Commanders and leaders
- Philibert of Châlon †, Fabrizio Maramaldo: Francesco Ferruccio †

Strength
- 5,000–7,000 infantry 2,000 cavalry: 3,000–3,500 infantry

= Battle of Gavinana =

Final battle of the War of the League of Cognac

The Battle of Gavinana took place during the War of the League of Cognac. It was fought on 3 August 1530 between the city of Florence and the army of the Holy Roman Empire.

== History ==
The Imperial forces were led by Philibert of Châlon, Prince of Orange, with reinforcements under Fabrizio Maramaldo arriving later in the battle. The Florentine forces were led by the Florentine commissary Francesco Ferruccio.

At first the Florentines drove back the Imperial army, despite being outnumbered. In the process, the Prince of Orange was fatally shot in the chest by two arquebus balls.
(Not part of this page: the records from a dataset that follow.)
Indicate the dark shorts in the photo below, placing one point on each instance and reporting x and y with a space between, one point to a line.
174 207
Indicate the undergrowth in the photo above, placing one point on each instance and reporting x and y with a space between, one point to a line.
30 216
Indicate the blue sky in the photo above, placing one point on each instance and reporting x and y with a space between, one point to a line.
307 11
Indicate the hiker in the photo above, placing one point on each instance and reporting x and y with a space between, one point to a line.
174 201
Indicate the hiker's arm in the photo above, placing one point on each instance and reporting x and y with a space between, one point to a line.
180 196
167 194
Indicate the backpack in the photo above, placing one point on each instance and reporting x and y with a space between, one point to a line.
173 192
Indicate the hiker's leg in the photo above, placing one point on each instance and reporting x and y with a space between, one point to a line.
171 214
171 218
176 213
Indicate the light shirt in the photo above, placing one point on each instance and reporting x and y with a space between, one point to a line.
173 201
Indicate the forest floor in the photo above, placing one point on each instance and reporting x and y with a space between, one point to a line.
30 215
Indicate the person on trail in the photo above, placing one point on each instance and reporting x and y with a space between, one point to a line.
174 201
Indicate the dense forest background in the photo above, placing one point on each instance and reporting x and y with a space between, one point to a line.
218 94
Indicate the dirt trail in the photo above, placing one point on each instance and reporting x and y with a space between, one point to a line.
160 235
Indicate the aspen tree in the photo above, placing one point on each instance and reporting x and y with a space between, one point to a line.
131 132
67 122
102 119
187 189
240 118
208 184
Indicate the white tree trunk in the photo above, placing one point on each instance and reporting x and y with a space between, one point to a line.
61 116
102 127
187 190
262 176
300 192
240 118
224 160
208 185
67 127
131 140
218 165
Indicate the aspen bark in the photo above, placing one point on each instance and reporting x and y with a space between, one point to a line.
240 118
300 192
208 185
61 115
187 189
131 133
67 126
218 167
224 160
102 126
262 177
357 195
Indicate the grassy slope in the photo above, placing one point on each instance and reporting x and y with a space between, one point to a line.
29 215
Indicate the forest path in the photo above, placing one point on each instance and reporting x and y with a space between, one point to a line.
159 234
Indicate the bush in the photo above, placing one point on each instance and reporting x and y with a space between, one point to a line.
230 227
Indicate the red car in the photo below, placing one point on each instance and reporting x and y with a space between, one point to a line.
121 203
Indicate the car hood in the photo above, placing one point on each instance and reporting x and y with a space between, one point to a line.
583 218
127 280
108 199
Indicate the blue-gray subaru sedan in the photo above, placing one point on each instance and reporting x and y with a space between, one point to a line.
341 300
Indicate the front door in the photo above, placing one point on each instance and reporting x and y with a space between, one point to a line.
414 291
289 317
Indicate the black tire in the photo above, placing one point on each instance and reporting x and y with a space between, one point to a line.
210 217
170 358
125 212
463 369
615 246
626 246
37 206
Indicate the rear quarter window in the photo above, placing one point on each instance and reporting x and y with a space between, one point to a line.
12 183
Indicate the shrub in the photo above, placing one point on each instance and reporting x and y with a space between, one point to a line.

However, when Maramaldo arrived with 2,000 troops the tide was reversed. After being wounded and captured, Ferruccio was executed personally by Maramaldo. Ferruccio's last response to his murderer, tu uccidi un uomo morto (you are killing a dead man) led him to long lasting fame and to become one of the major icons of the Italian risorgimento. In contrast, Maramaldo's behavior, echoed by several historical reports, gave his name a shameful reputation, and in modern Italian maramaldo means cowardly murderer.